Invité dimanche du Space live organisé par Stanis Bujakera Tshiamala, Jean-Jacques Lumumba, président du Collectif Restitution Afrique, a répondu aux accusations selon lesquelles son initiative, portée avec Carbone Beni, servirait de relais déguisé au pouvoir en place.
Il a d'abord dénoncé une tendance, selon lui, répandue en RDC, à accuser trop rapidement toute démarche citoyenne d'être « proche du pouvoir » ou « proche de l'opposition », sans apporter de preuves. Il a invité ceux qui portent ce jugement à lire attentivement la tribune, rappelant qu'elle ne fait, selon lui, aucune complaisance envers le pouvoir. Il a, par ailleurs, jugé regrettable l'amalgame consistant à assimiler toute condamnation de l'agression rwandaise et du M23 à un soutien inconditionnel au président Félix Tshisekedi, précisant que ce dernier incarne aujourd'hui l'État, qu'on l'apprécie ou non. Il a affirmé continuer, dans le même temps, à dénoncer les embouteillages, l'insécurité et les défaillances de gouvernance à Kinshasa, revendiquant sa liberté d'esprit et d'expression.

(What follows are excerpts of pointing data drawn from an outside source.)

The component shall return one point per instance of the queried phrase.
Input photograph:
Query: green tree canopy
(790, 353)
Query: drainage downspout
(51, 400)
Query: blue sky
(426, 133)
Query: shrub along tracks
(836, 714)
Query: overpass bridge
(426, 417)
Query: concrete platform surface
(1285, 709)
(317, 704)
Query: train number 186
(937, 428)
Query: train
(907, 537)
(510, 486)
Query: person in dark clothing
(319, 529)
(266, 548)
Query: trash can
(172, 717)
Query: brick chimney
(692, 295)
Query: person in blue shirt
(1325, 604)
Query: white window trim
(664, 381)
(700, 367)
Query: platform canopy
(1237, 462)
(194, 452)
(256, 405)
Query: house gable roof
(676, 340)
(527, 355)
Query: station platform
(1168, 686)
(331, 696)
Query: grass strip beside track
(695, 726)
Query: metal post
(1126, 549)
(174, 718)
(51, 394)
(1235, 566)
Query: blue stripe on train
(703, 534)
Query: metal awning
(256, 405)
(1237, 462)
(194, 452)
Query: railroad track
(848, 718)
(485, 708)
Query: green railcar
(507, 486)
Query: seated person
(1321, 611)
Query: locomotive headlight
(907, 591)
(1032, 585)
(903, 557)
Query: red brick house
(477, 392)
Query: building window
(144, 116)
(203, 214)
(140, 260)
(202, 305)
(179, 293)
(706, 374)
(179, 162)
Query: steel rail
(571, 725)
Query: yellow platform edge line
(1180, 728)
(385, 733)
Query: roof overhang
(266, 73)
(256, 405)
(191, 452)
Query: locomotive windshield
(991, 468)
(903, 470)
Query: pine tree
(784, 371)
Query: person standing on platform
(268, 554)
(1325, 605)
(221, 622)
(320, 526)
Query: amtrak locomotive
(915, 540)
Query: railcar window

Jean-Jacques Lumumba a assuré que si des preuves de détournements de fonds venaient à être réunies, l'Alliance n'hésiterait pas à les porter à la connaissance publique, quel qu'en soit l'auteur. Il a enfin garanti que la structure de gouvernance de l'Alliance serait conçue pour empêcher toute influence, qu'elle vienne du pouvoir ou de l'opposition, en misant sur la crédibilité personnelle des initiateurs et leur parcours passé, tout en invitant ceux qui maintiennent des accusations de connivence à en apporter la preuve.